Она вернулась к прерванным делам, которых всегда было невпроворот, а со смертью мужа даже прибавилось. Надо наследство оформить, заказать ему и армянке по хорошему памятнику, да и себе местечко возле Василия подготовить: кто знает, найдется ли потом у родственников копейка для бесполезной старухи? Зинкину мать Мокрухина советует в Дом престарелых устроить на те крохи, что ей по завещанию причитаются. А совесть? Нет. Придется сиделку нанять и самой иногда заглядывать, как же иначе. Деловая была секретарша, а обмишурилась, не учла, что прежде матери на тот свет отправится, иначе бы завещание на Сероповну написала, это ясно. Васька тут сбоку припеку. Так что в первую очередь надо уважить Зинку и старуху, а потом свои задачки решать. Самая первая: дочка с мужем в Хосту переедут — давно мечтают, уже пенсионеры. Потом Владику, когда жениться надумает, — красивую свадьбу сыграть. У нее-то с Василием после загса на столе бутылка портвейна стояла да полбатона вареной колбасы, раздобытой по блату. А ведь хорошо праздновали, всем бараком! Смеялись и пели, пока не осипли, Васька, черт, целовался, как заполошный. Не жратвой, чем-то другим люди счастливы были. Но нынче так не принято, невесте подавай платье, как в модном журнале, и ресторан, а вместо подарков — деньги в конвертах. Ладно, сделаем. Внучки подрастут — им тоже хорошее приданое надо заготовить. Ну и все. Можно не вскакивать затемно, не бежать на работу, не сгибаться над грядками до огненных кругов перед глазами, не стирать в корыте простыни для постояльцев, а остаться одной в своей комнате и лежать, ни о чем не думая.
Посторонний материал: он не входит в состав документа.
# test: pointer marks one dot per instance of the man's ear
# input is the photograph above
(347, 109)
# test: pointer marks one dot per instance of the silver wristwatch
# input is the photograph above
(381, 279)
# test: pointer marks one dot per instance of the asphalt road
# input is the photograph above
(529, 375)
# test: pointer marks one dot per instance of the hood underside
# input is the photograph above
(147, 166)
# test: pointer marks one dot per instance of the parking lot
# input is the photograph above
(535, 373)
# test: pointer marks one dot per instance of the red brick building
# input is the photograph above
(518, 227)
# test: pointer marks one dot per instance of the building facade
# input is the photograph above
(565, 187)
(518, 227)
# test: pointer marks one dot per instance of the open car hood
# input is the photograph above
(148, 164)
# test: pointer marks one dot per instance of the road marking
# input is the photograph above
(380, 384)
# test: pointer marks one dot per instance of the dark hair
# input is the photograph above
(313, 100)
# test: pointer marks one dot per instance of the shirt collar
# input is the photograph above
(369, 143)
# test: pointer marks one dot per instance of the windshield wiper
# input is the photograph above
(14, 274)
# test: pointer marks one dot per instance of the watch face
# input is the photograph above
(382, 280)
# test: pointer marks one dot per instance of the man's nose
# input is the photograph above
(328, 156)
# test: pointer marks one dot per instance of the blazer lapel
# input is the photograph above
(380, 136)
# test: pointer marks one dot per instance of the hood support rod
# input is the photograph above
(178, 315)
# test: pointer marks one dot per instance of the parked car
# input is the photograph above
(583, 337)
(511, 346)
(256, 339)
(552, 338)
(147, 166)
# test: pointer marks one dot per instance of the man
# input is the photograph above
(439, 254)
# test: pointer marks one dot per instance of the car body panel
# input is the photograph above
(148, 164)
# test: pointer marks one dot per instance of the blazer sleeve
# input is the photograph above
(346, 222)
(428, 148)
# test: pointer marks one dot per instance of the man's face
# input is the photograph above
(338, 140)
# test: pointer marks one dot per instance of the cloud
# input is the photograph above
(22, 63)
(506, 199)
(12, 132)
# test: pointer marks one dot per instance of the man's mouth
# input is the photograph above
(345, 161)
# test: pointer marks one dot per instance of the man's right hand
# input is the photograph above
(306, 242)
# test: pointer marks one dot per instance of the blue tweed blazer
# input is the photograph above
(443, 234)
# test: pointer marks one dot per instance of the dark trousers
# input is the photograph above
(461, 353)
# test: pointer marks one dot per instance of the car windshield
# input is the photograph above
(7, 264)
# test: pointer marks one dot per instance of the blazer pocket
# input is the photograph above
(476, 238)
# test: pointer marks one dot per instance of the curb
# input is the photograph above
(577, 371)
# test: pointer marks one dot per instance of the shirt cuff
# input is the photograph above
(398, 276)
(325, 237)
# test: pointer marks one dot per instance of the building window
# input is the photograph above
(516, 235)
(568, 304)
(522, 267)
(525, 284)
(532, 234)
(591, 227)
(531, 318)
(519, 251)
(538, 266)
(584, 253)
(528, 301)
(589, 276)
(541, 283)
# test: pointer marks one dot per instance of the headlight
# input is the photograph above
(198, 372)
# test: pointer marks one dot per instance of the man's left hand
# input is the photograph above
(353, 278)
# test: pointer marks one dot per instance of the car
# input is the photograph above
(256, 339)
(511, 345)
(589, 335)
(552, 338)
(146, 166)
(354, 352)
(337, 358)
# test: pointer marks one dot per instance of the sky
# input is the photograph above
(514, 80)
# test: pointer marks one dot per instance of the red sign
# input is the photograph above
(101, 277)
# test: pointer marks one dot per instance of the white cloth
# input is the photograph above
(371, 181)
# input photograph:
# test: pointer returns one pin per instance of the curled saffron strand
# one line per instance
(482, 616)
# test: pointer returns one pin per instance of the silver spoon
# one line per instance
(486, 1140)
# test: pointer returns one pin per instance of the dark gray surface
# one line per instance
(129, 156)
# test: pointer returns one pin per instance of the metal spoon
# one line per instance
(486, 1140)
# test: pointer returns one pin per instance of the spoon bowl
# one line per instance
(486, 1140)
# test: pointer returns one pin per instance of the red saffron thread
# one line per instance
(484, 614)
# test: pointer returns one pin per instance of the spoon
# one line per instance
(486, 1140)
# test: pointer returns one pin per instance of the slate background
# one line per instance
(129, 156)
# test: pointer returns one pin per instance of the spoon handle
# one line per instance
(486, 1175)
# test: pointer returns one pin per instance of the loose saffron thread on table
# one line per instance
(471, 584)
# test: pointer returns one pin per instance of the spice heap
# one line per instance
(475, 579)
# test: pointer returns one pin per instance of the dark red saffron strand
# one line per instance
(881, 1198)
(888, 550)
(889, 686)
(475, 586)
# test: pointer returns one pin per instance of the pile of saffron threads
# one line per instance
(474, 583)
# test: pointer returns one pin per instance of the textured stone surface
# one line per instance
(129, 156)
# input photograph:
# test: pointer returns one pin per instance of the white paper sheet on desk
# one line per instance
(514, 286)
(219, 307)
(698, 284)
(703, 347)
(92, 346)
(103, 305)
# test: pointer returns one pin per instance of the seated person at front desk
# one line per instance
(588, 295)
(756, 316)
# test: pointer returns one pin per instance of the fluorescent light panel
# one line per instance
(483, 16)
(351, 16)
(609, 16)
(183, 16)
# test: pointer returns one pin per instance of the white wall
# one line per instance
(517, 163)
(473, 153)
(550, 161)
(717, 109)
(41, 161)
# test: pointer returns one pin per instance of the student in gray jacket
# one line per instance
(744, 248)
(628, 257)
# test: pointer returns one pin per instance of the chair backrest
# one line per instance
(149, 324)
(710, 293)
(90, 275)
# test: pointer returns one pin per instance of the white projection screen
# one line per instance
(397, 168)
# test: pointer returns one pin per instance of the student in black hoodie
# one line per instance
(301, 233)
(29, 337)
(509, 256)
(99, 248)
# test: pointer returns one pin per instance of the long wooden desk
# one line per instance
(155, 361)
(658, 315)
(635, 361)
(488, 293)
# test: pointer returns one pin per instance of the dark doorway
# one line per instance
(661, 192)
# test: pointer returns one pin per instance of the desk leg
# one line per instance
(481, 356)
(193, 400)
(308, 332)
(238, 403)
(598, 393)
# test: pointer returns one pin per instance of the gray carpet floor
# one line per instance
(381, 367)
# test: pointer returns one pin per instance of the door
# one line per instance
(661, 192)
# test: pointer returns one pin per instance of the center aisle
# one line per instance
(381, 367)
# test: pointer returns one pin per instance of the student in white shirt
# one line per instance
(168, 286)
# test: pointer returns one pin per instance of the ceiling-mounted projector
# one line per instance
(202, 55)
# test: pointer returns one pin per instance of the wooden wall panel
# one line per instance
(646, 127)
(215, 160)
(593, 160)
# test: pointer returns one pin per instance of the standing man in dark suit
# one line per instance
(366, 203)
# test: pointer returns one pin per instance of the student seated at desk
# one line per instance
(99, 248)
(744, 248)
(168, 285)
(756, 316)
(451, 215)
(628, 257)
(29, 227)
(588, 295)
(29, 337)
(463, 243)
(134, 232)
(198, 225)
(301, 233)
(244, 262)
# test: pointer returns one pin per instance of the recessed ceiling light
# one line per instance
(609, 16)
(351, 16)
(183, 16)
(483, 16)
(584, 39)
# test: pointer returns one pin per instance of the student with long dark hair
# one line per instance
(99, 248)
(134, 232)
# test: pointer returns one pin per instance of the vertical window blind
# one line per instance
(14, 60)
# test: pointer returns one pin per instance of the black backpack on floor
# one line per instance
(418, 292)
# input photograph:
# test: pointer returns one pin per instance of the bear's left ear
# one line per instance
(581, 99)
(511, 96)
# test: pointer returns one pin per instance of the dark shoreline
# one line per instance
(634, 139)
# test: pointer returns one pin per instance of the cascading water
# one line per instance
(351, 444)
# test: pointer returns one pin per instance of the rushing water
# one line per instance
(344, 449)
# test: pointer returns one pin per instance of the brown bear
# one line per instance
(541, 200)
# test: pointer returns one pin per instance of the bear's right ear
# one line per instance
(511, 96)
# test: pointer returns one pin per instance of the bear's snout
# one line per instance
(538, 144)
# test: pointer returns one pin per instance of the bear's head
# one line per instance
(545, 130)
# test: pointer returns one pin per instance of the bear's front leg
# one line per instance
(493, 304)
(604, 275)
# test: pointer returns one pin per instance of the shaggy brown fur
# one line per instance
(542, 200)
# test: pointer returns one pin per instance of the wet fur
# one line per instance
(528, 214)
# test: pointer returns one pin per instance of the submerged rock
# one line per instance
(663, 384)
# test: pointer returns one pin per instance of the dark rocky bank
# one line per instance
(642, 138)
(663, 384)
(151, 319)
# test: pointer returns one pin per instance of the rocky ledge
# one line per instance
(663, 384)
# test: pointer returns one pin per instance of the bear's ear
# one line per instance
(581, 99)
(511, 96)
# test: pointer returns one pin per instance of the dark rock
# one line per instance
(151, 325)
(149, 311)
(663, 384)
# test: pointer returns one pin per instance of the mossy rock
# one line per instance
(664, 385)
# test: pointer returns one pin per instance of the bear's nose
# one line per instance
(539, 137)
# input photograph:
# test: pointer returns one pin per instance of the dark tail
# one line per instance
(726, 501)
Словом — отдыхать.
И Капа устремилась к своей, такой простой и естественной, но почему-то все время ускользающей мечте.
12
Гибель Зины, а вслед за нею и смерь Панюшкина произвели на Шапошниковых тягостное впечатление. Они никак не могли смириться с подобной нелепостью. Случившееся на всем поставило свою печать. Казалось, умерло само время, в котором они жили все вместе, и в мироздании образовалась дыра. Просыпаясь, Шапошниковы непроизвольно прислушивались к звукам, доносившимся со двора, но тщетно: смех и звонкий тенор Василия, препиравшегося с Мокрухиной или во всю глотку желавшего соседям доброго здоровья, больше не нарушали предутреннюю тишину. Хоста словно лишилась голоса. А может, и еще чего-то более существенного, что трудно выразить простыми словами, а высокопарные выражения и с живым Васькой, и с памятью о нем сочетались плохо. Однако оба супруга соглашались безоговорочно с тем, что умер бывший милиционер правильно, в соответствии со сложившейся обстановкой. Невозможно представить этого живчика несчастным, больным или дряхлым, с палочкой в руке.
После двойной драмы Владимир Петрович и Наталья Петровна разговаривали между собой непривычно тихо, старались быть внимательными друг к другу и избегать обидных слов.